The basic concept of a microprocessor is a component hardware referred to as the central processing unit (CPU) that executes data and instructions in a logical sequence of computations in the CPU through instructions written in an assembly programming language recognizable by the CPU. Assembly language instructions are usually written in binary code that is typically represented in 0s and 1s. Assembly language instructions are executed in real time and no translations are required to create executable object code of the instructions.

The following sections of the report discuss four laboratory exercises performed with the objective of understanding assembly language techniques and operations using Easy68k software. The 6800 program code or instructions are written in assembly language and are created using a structured Assembler and Simulator and translated into the object code using the 68000 Editor.

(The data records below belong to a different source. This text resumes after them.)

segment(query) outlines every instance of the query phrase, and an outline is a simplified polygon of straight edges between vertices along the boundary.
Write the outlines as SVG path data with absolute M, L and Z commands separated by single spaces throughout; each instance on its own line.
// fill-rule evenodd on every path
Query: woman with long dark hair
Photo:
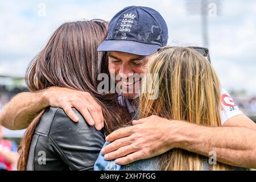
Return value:
M 106 55 L 97 51 L 107 26 L 101 20 L 62 24 L 29 65 L 26 80 L 33 92 L 59 86 L 89 92 L 101 107 L 105 129 L 110 131 L 129 117 L 119 106 L 116 94 L 100 94 L 97 89 L 98 74 L 109 73 L 104 63 Z M 79 116 L 78 123 L 58 107 L 47 107 L 35 116 L 19 147 L 19 170 L 93 169 L 105 142 L 104 131 L 96 131 L 73 110 Z

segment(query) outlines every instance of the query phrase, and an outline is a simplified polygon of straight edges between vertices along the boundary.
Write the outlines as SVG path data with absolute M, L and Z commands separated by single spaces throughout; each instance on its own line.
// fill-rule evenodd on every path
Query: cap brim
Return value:
M 148 56 L 156 52 L 160 46 L 148 44 L 131 40 L 105 40 L 98 51 L 118 51 L 134 55 Z

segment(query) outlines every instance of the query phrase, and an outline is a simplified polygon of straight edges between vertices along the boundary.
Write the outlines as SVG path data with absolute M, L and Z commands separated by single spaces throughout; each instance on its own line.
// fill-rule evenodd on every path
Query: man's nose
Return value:
M 128 78 L 129 76 L 133 75 L 134 73 L 133 70 L 130 69 L 128 66 L 122 66 L 119 70 L 118 74 L 123 78 Z

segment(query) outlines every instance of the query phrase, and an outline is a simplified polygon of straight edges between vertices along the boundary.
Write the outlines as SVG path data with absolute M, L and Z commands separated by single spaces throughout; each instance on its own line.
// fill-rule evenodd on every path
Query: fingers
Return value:
M 112 142 L 118 139 L 129 136 L 133 133 L 133 126 L 122 127 L 115 130 L 106 137 L 106 141 Z
M 82 92 L 82 94 L 80 97 L 83 99 L 75 100 L 72 106 L 81 113 L 89 125 L 94 125 L 97 130 L 101 130 L 104 126 L 104 120 L 101 106 L 89 93 Z
M 106 160 L 115 159 L 133 153 L 135 151 L 135 149 L 131 145 L 124 146 L 114 152 L 105 155 L 104 159 Z
M 133 120 L 133 125 L 138 125 L 138 124 L 142 124 L 142 123 L 143 123 L 143 119 Z
M 144 159 L 142 158 L 142 154 L 140 151 L 135 152 L 126 156 L 115 159 L 115 163 L 119 165 L 125 165 L 137 160 Z
M 101 153 L 102 155 L 105 155 L 113 152 L 120 147 L 129 145 L 131 144 L 131 142 L 129 142 L 130 139 L 130 137 L 118 139 L 103 148 Z
M 100 130 L 104 126 L 102 123 L 103 123 L 103 121 L 101 121 L 99 116 L 99 113 L 96 110 L 94 107 L 90 106 L 88 108 L 88 111 L 92 115 L 92 117 L 94 121 L 94 126 L 97 130 Z
M 65 111 L 66 114 L 71 118 L 73 122 L 77 122 L 79 121 L 79 118 L 77 115 L 73 111 L 71 106 L 66 106 L 63 107 L 63 109 Z
M 80 109 L 77 110 L 81 113 L 81 114 L 82 115 L 84 118 L 85 118 L 85 121 L 87 122 L 87 123 L 90 125 L 93 126 L 95 124 L 95 122 L 93 120 L 92 115 L 90 115 L 90 113 L 89 112 L 87 108 L 84 109 Z

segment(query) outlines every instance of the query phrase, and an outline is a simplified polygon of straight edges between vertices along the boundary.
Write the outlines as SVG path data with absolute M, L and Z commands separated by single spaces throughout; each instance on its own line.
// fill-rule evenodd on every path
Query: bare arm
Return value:
M 104 126 L 101 107 L 89 93 L 58 87 L 16 95 L 0 113 L 0 125 L 11 130 L 26 128 L 35 116 L 49 106 L 63 109 L 71 119 L 78 122 L 72 109 L 76 107 L 88 124 L 95 125 L 97 130 Z
M 212 127 L 151 116 L 110 134 L 106 140 L 114 142 L 105 147 L 102 154 L 107 154 L 104 156 L 106 160 L 118 158 L 117 163 L 125 164 L 162 154 L 173 148 L 208 157 L 209 152 L 214 151 L 220 162 L 255 168 L 256 125 L 245 115 L 227 122 L 224 127 Z

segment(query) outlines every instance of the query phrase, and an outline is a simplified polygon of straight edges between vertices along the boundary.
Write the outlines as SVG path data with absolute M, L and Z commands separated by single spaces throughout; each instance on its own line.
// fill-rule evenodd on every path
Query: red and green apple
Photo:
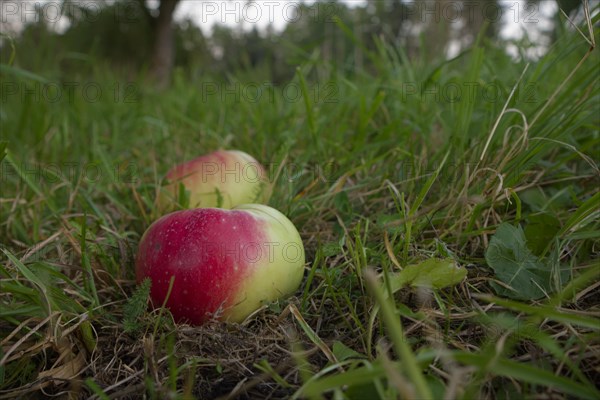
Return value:
M 262 204 L 232 210 L 176 211 L 140 241 L 136 278 L 152 281 L 155 306 L 177 321 L 243 321 L 263 304 L 292 294 L 302 281 L 304 246 L 294 224 Z
M 178 204 L 230 209 L 240 204 L 264 204 L 270 196 L 267 171 L 254 157 L 243 151 L 219 150 L 171 168 L 158 207 L 162 212 L 172 211 Z

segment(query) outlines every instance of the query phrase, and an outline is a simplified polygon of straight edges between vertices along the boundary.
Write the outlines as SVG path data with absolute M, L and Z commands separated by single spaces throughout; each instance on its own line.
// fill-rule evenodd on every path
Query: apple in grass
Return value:
M 238 150 L 218 150 L 171 168 L 165 176 L 158 207 L 232 208 L 247 203 L 267 203 L 271 185 L 265 168 L 254 157 Z
M 177 321 L 240 322 L 296 291 L 304 261 L 298 231 L 274 208 L 197 208 L 167 214 L 146 230 L 136 279 L 150 278 L 150 296 L 160 306 L 173 277 L 166 306 Z

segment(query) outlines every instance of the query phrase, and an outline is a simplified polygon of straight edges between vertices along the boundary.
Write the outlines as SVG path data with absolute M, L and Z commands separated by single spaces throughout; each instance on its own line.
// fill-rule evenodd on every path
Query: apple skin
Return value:
M 218 150 L 171 168 L 158 198 L 161 212 L 176 209 L 179 185 L 189 191 L 189 208 L 233 208 L 267 203 L 271 184 L 265 168 L 243 151 Z
M 146 230 L 136 279 L 151 279 L 150 296 L 160 307 L 175 277 L 166 306 L 178 322 L 241 322 L 264 302 L 295 292 L 304 262 L 300 234 L 274 208 L 198 208 L 167 214 Z

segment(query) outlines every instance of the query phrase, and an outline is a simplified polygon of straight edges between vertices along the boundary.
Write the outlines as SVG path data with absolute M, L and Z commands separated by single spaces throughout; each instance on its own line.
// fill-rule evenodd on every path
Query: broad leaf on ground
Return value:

The process involved writing assembly language instructions in a typical environment that consisted of a Motorola 68k assembler code. The program code was written and run or executed to verify the functional operation of the Motorola 68k assembler code. Simulations were done by entering inputs through the keyboard which were output to the console unit in text format. The entire project was covered in the four exercises as discussed below.

Typically, the laboratory exercises were simple simulations conducted to perform arithmetic, multiplication, division, and subtraction operations on input simulation data values as the first step. The second step consisted of running a coffee menu system, while the third consisted of reading and displaying array elements in reverse order. Each of the exercises involved character inputs and outputs that employ address registers and the trap command.

Technical Background

Motorola 68000 Microprocessor

The Motorola 68000 microprocessor is a 16/32 bit hardware component whose architecture is a complex instruction set computer (CISC).It executes or performs low level operations such as load from memory, and performs a number of other operations such as loading from memory store and arithmetic operations. Operations for handling data and memory are done in three steps. The operations are done with the instruction to set register, then migrating data in and out of the register, and finally performing read and write operations on the data. Arithmetic operations are bitwise operations that are done by comparing values stored in the hardware registers.

Doty (1979) explains that these instructions are executed in a logical sequence of steps through control flow techniques. Control flow constructs are typically characterized by branching to execute specific instructions when specific conditions are identified to be true, conditional branching where a condition leads to the selection of instructions to be executed, and indirect branching where calls can be made to execute instructions saved at a particular location in a memory location (Clements, 2000).

Clements (2000) shows that the processor can perform a multi-set of operations based on single a instruction and addressing mode. Addressing mode is specific to the architecture of the computer and is related to program instructions that include machine language specific data types, small memory storage areas known as registers, interrupts that are signals sent to inform the CPU of the need to swap instructions out of memory after saving the status of the instructions. Interruptions are caused by interrupt handlers. The interruption processes are referred to as interrupt requests (IRQ).

The microprocessor is a family of microprocessor that were introduced in 1979 with the first family microprocessor identified to be the 68000 being the first of the array of the 68k microprocessors.

The microprocessor has found a range of applications in the last 20 years particularly in personal computers for home use. Among these family of computers included the Apple Lisa and Macintosh, among others. In addition to that, the microprocessor has been successfully used in laser printers that is operated and driven by controllers that were external by integrating the functionality of the 68000 CPU (EASy68K, 2009).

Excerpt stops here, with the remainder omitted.